然而,长剑还未触及无形的屏障,凭空里仿佛有看不见的大力涌来,推着长剑连着宁玉楼本人一直往后退去。宁玉楼连使三道力方才勉力定住脚,只可惜那一剑的攻势却被生生的止住了。
“我叫扶光。”缓缓收回抬在半空的手,青衣人淡淡说着,眉间邪气一闪而逝。
宁玉楼的眼睛里闪出耀眼的光,脱口惊呼道:“扶光!星殿九大护法,你是拜月教的——”
“拜月教星池大护法——摇光殿主。”青衣人接了下去,微微而笑。
“哈哈,灵鹫山仙境白某倒是正好想要领略一番。”说话间,便见一人影由远缓步行来,那人长脸深目,瘦骨棱棱,双鬓虽是微微发白,瞧来已有五、六十余岁般年纪。但却一身素白华衣,自有种说不出的清雅、出尘意味。
扶光见此人,竟能毫不受阻的进入自己的设下的“界”,不由眼中光华闪过,心中暗禀。待瞧到其背上所负的三弦胡琴之时终于脸色一变。
“白衣仙翁飞神剑,名满太行白雪山。”扶光长袖一挥,将手背在身后忽然吟道,接着眼中光彩熠熠盯着来者一字一字吐露道,“前辈想来便是成名三十年来名满北方六道九州,江湖人称‘白衣神剑仙‘的白三弦,白老前辈吧。”
“呵呵,霍胤老鬼可在?白某不远万里便是想一会咱们这位拜月教的大司命的呢。”白三弦说话的语气虽是云淡风轻,但是目中却仍是露出一丝悲色。

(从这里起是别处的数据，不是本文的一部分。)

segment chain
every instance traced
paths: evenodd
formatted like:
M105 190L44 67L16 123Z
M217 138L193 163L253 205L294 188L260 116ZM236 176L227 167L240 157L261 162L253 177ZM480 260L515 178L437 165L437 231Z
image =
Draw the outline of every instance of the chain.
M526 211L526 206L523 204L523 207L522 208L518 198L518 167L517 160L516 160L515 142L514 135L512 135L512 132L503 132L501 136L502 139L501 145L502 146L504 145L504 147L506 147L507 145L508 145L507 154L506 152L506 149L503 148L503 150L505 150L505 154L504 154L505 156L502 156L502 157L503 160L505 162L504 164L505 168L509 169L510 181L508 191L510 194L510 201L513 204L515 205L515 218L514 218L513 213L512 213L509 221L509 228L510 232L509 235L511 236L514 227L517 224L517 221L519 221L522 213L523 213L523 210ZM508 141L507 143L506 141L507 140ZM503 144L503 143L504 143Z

百余年前,昆仑三仙之一吕至坐化长白山,留有一本剑经于长白山便是这《雪藏经》,此剑经原本本是无名,只因藏于长白深山积雪处近五十余年而未曾让人寻到,故江湖好事之人便纷纷揣测是否为雪崩将经书埋于积雪地下,以后口口相传便将这剑传作《雪藏经》寓意‘经书藏于雪中’,其后倒是让长白山一采参客偶得之,其后辈凭着剑经绝学闯出偌大的“白衣神剑仙”之威名。
这后辈说的便是白三弦。先前拜月教前大司命霍胤单人灭尽天南道高手,溪川为天南道四大护法更是未能幸免,白三弦一生收徒十数余人,时至今日所留的已是不多,有所作为的更是寥寥无几,这溪川便被其视为衣钵传人。

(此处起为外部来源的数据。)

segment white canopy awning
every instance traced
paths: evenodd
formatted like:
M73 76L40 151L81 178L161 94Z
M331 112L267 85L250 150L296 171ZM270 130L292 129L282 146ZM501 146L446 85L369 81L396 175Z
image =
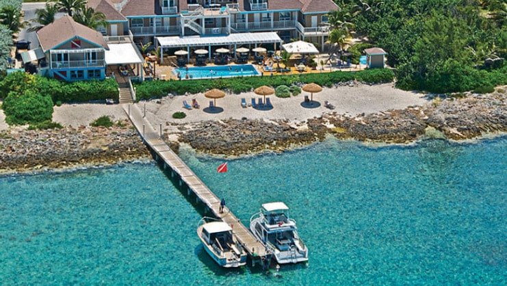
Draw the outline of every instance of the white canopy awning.
M108 44L109 49L105 50L105 64L140 64L142 56L131 43Z
M313 44L303 41L297 41L283 44L283 49L290 53L319 53L319 50Z
M236 33L216 37L155 37L155 39L162 48L282 42L276 32Z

此次随白日宫大批弟子横渡南下澜沧江,无他,唯报仇而已。只因性子急,倒是成了最早到的大理的一批之一。
“也罢,我先会会你这拜月教的护法,再去找霍老鬼算账!”说罢,便见白三弦从背后的三弦胡琴中取出一柄手指般宽细的长剑,刷的一响,拔剑而出,伸指在剑身上一弹,嗡嗡之声,阵阵剑鸣良久不绝。只见他一剑在手,笑容忽敛,左手捏个剑诀,平推而出,诀指虚点,右手长剑轻递而出,这一剑快如急光电闪,剑尖泛起一点寒意连刺扶光周身二十八处要穴。
扶光瞧他剑势沉稳,偏偏剑招使得那般快,心中也是暗赞,只是嘴上却不服输道:“白前辈痴长扶光几岁,一手剑法自是不凡,不过若是想仗剑来我灵鹫山撒野只怕还是不够。”说着手上也是不弱。只见其从袖中取出一物——却是两柄玄黑色符令,那符令形似尺状不过一尺半来长,而且平头两侧并无锋刃,既不像刀亦不像剑、便是匕首也不像。只见他左手握一柄斜指,右手举起一柄便要去截住那剑锋,丝毫不见其弱。
两人出招快极,竟是以快打快,只是转瞬便已交击数十余击。宁玉楼只觉眼前白影、青影交相乎闪,一时间二人竟斗的个不相上下,白三弦乃长白山成名三十年的高手,手中那柄一指宽的螭吻剑更是北海寒冰玄铁所铸。只是不知那玄黑色符令是什么东西所造,二人相互连攻三十招余,竟始终未伤分毫。
五十余招过后,扶光接着螭吻剑上的力道向后窜开,凝立不动。只见白三弦剑势展开,长剑忽左忽右,连番翻转,似是带起一道道气劲,周身上下似有云气环绕,一柄银白色细剑猱身抢攻。扶光见那剑势有些古怪,手中符令每于剑相击之时便觉一道寒气打入体内,不敢再接只好闪身相避,只是偶间快攻三招,逼得白三弦回剑防上一防,他却又接着机会纵身跃开。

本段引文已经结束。